Sim, porque esse arrendatário depois pode encher aquele espaço com beliches. Há muitas situações que até utilizam o sistema da cama quente, em que há um que dorme de dia e outro de noite. E o que é grave é que as lojas não têm cozinha e o que provocou um incêndio foi precisamente o facto de estarem a cozinhar. E depois falam de higiene, mas obviamente a casa de banho de uma mercearia é uma coisa muito sucinta. É evidente que não há banheira, não há duche, não há nada disso. Há uma sanita. Pasmo-me como é que estão a facilitar isto, porque estão a explorar este negócio. Isto foi uma janela de negócio que se abriu.
O Governo não conseguiu atrair os proprietários para o programa das rendas acessíveis. O que falhou?
Os proprietários, de uma maneira geral, a única coisa que querem ser é livres e poderem gerir a sua propriedade de uma forma livre. Este Governo transformou Portugal num país de mão estendida. Nós recusamos isso. Há subsídios para toda a gente. É subsidiodependência. Mas subsídio para quê se a casa é minha? Não posso fazer dela aquilo que quero?
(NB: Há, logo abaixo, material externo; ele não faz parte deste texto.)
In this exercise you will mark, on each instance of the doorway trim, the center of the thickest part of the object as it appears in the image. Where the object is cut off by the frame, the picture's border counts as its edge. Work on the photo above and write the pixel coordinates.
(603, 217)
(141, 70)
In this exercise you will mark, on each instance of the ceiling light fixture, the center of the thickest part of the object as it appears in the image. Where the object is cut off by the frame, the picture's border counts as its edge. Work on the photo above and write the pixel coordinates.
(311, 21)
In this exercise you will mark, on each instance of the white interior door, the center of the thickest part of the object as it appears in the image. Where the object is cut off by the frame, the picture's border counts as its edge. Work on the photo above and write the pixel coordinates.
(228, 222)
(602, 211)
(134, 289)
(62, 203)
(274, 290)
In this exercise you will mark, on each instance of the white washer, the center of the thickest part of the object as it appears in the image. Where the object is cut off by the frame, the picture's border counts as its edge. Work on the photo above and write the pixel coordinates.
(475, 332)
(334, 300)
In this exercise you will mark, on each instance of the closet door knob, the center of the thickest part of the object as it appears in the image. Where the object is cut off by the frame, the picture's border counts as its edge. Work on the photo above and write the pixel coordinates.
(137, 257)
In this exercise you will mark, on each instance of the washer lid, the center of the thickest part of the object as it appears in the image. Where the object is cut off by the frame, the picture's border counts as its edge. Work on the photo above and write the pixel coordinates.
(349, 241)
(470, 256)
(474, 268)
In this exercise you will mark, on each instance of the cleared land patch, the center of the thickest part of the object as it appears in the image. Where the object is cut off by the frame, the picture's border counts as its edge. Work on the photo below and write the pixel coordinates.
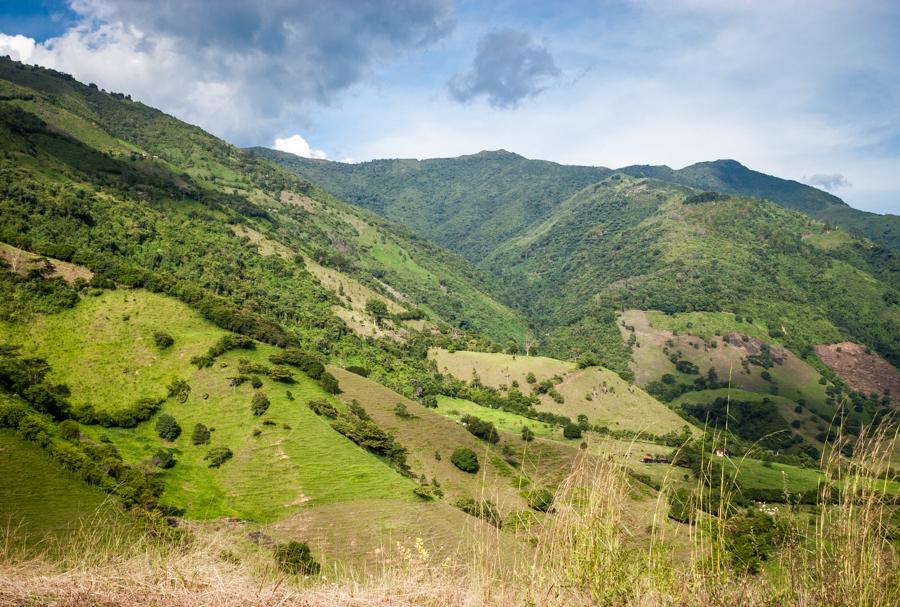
(39, 498)
(22, 262)
(862, 370)
(791, 377)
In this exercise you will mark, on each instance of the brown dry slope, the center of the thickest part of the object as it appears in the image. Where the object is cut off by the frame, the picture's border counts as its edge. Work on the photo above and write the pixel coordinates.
(863, 371)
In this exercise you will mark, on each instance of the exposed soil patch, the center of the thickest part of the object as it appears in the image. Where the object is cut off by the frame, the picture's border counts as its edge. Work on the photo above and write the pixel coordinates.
(23, 262)
(864, 372)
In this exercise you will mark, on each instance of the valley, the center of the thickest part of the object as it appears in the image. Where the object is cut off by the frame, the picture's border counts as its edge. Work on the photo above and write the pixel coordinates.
(318, 377)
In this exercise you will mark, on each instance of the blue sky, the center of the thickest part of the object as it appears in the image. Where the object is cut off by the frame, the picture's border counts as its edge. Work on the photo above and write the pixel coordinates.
(803, 90)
Não posso gerir? Por amor de Deus! .
Antes do 25 Abril havia bairros de empresas e de cooperativas. Fazia sentido voltar a apostar nesse género de soluções?
Não gosto de meter a foice em seara alheia. Ultimamente tem-se falado muito em cooperativas mas seria melhor analisarem o que se passou nos últimos 20, 25 anos com as cooperativas em Portugal. Não me quero alongar acerca disso porque parece que estão a descobrir a pólvora e é preciso ver que houve muitos problemas com as cooperativas. O movimento cooperativo é uma coisa muito bonita mas realmente tem dado muito problemas. Para a mentalidade de muitos a ideia de cooperativa é receber.
E o alojamento local continua a ser visto como bode expiatório. Tem associados neste mercado?
O problema do alojamento local também não é da minha seara mas, às vezes, temos vários proprietários que têm as suas casas arrendadas a empresários do alojamento local. Não exploram diretamente, isso é outra confusão que anda aí. Não quer dizer que isso não aconteça. Temos alguns até com problemas no incumprimento do pagamento da renda. Mas isso é outro assunto. Dá a ideia que o empresário do alojamento local é dono do imóvel. Não. Isso pode acontecer uma, duas ou três vezes. Na generalidade dos casos, o dono do imóvel arrendou-o para esse efeito.
Acha que o Governo nos últimos anos não fez nada e agora quer resolver todos os problemas?
Já dissemos várias vezes que as casas fazem-se com cimento, tijolo, vidro, aço, madeiras, todos esses materiais. Não se fazem com a cascata de legislação que tem saído. Uma cascata de legislação é uma coisa impossível e não faz casas. A prova disso é que já desistiram de um momento para o outro de ir dos tais 2% para os 5%. Agora, a vítima é o do costume: o proprietário. Por outro lado, vejo declarações, até da ministra a dizer que vamos fazer na habitação, a mesma coisa que existe com o Serviço Nacional de Saúde e com a escola pública. Trata-se de um erro crasso. Primeiro, se é ao nível da eficiência, estamos conversados. Como sabe, na saúde estamos pessimamente assistidos pelo SNS porque as urgências, quando as pessoas mais precisam não existem, ainda ontem houve uma senhora que teve uma criança à porta porque a maternidade estava fechada. Isto é uma vergonha completa. E quanto à escola pública há dois meses, pelo menos, que não há aulas. Não podemos perder de vista que 98% dos hospitais são públicos e a maioria das escolas são públicas. O Estado está a gerir aquilo que é seu, chamemos-lhe assim. Em relação à propriedade é ao contrário. 98% da propriedade é privada e parece que só 2% é pública. O único processo que encontraram, por vias travessas e com boas palavrinhas, atribuir subsídios aos senhorios, tentaram dourar a pílula e estatizarem a propriedade privada. Evidente que nenhum proprietário pode aceitar isto e sobretudo custa também a compreender como apareceram tantas pessoas agora a quererem mandar na casa dos outros. Isto é ridículo.
Pensa que vai haver bom senso?
Penso que sim. Sobretudo, naquilo que é meu ninguém toca. Isso tenham santa paciência.